Generally, if you’re too far off the swimming current, a (generally) benevolent middle manager or executive will pull you back to a larger value stream to pool resources - i.e. let’s pull investment on that crazy outlandish idea and focus on a bigger problem, intending to make it more likely that value will actually be extracted. Generally, the PM will then be tasked with ensuring that value is indeed, captured.
So what if all the product people disappeared? What if everyone else had to absorb the role of product in their orgs overnight?
Some companies will definitely become less successful, as well as likely to succeed into the future, because the individuals in the PM roles were naturally those that have been selected for demonstrating the traits above, they do amazing incremental product work that the team wouldn’t do themselves if they weren’t there, and they rally those around them to accomplish it.
Other companies (or teams) will actually work much better without someone being a PM per se.
They will be forced to succeed by sharing and engaging in product thinking. Responsibility silos turn into shared accountability, lack of optionality means you can’t resort to you-do-you-i-do-me adn turns the team itself into the atomic unit at which product thinking occurs. While the rate of failure may go up for these teams temporarily, average product skills per individual go up, and these teams are much more likely to thrive longer term.
Product management is always a remedy to a certain level of organizational disfunction. A remedy most effectively applied where there is asymmetry in the distribution of that essential builder’s mindset that wants to solve problems for others, that craves to create something others want, a disfunction that is evolution dictates is rapidly killed in the tight sealed environment of a missionary startup (by either killing the virus or the host), but which may be an inevitability after a certain level of scale.

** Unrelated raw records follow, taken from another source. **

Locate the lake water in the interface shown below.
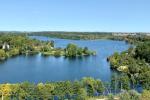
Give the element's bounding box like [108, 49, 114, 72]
[0, 36, 129, 83]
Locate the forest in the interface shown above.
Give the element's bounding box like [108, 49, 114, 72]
[0, 34, 150, 100]
[0, 33, 96, 60]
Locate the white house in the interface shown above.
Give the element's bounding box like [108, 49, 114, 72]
[2, 43, 10, 50]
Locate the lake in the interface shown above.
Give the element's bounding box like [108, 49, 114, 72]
[0, 36, 130, 83]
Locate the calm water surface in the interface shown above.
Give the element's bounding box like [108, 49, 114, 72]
[0, 36, 129, 83]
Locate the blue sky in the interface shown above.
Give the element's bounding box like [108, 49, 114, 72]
[0, 0, 150, 32]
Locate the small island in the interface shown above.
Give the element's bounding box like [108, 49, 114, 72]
[42, 43, 96, 57]
[0, 34, 96, 61]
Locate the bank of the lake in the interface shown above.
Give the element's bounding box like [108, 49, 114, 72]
[0, 36, 129, 83]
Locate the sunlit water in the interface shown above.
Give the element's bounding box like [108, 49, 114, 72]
[0, 36, 129, 83]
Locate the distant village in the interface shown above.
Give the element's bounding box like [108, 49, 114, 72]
[112, 32, 150, 36]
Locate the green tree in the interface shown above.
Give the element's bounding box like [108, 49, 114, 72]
[66, 44, 78, 57]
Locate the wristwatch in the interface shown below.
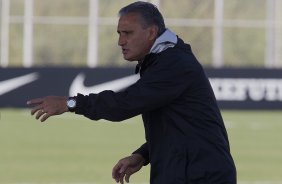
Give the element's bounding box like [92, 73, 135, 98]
[67, 97, 76, 112]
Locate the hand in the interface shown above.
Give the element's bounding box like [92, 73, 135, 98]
[27, 96, 69, 122]
[112, 154, 145, 184]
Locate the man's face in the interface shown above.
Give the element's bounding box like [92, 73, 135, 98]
[117, 13, 157, 61]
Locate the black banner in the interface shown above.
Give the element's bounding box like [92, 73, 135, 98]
[0, 68, 282, 109]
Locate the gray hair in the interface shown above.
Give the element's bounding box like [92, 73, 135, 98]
[119, 1, 166, 36]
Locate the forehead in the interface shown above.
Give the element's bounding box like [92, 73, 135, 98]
[118, 13, 142, 28]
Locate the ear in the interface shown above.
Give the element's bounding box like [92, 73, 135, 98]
[149, 25, 159, 40]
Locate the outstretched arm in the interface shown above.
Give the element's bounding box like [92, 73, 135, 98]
[27, 96, 69, 122]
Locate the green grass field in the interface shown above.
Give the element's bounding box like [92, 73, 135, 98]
[0, 109, 282, 184]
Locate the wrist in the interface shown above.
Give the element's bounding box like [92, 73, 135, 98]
[66, 97, 77, 112]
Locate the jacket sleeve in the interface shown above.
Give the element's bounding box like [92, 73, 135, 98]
[132, 142, 150, 166]
[75, 51, 200, 121]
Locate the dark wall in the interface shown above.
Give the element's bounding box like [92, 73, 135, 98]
[0, 68, 282, 109]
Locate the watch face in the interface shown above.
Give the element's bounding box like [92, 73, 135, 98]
[67, 99, 76, 108]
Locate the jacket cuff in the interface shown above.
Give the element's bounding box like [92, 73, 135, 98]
[74, 93, 89, 115]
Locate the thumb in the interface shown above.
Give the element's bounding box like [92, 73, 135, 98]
[125, 173, 132, 183]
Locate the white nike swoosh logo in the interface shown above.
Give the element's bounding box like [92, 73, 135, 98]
[69, 74, 140, 96]
[0, 73, 39, 96]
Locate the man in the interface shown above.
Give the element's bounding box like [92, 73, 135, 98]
[28, 2, 236, 184]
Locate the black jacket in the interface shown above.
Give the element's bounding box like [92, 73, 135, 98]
[75, 39, 236, 184]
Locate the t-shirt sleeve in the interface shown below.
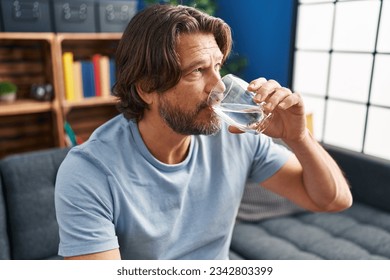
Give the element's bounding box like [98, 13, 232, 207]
[248, 134, 292, 183]
[55, 150, 119, 257]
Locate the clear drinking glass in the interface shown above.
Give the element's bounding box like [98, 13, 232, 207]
[207, 74, 272, 134]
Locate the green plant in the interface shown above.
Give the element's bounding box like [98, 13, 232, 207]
[0, 82, 17, 95]
[144, 0, 217, 15]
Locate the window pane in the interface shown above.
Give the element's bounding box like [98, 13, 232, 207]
[377, 0, 390, 52]
[299, 0, 334, 3]
[371, 54, 390, 106]
[296, 4, 334, 50]
[329, 53, 373, 102]
[333, 1, 380, 52]
[324, 100, 366, 151]
[303, 96, 325, 141]
[364, 106, 390, 159]
[293, 51, 329, 96]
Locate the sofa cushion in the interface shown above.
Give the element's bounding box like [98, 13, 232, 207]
[324, 145, 390, 211]
[0, 174, 10, 260]
[0, 148, 68, 259]
[231, 203, 390, 260]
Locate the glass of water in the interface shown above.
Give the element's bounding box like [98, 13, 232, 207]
[207, 74, 272, 134]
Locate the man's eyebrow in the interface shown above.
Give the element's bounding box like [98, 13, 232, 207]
[182, 58, 207, 72]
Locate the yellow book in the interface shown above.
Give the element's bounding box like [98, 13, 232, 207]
[62, 52, 75, 101]
[99, 55, 111, 97]
[73, 61, 84, 101]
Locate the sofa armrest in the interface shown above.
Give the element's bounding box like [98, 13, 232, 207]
[323, 144, 390, 211]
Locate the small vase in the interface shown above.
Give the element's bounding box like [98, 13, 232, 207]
[0, 92, 16, 103]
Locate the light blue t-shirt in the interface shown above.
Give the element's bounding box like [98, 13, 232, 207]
[55, 115, 289, 259]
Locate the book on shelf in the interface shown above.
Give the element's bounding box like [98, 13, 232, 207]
[63, 52, 116, 101]
[62, 52, 75, 101]
[80, 60, 96, 98]
[73, 61, 84, 101]
[110, 57, 116, 89]
[99, 55, 111, 97]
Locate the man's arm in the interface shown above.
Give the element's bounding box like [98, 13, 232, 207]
[64, 249, 121, 260]
[241, 78, 352, 211]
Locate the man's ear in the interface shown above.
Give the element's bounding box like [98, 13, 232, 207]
[135, 83, 154, 105]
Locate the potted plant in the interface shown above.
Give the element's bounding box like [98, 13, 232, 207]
[0, 81, 17, 102]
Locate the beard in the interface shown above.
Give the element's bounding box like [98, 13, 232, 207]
[159, 95, 221, 135]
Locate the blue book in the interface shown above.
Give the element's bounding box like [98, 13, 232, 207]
[81, 60, 96, 98]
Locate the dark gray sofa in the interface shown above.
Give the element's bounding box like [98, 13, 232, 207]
[0, 146, 390, 260]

At scale, the number of links between any product change and its environment that need to be transversed before any release even reaches a customer is exponentially larger. Scale breeds complex systems, and complex systems are fertile grounds for n-th order consequences. Really strong product people become the stewards of problem analysis, system design and solution synthesis, as well as coordination and storytelling necessary at orgs past a certain Dunbar number equivalent.
The thought experiment then, extremely unlikely as it may be, so, is one of humility, of a need to return to the essentials of the function, of cooperative altruism, and of an evolutionary mindset. Those essential product traits must be cultivated both at the individual level, as well as at the team level.
We’d all be better off if we knew that if every Product Manager disappeared, what teams would miss, at the end of the day, would be the help of someone who embodies that customer-focused builder mentality on a day-to-day basis, and who helps everyone else embody them too.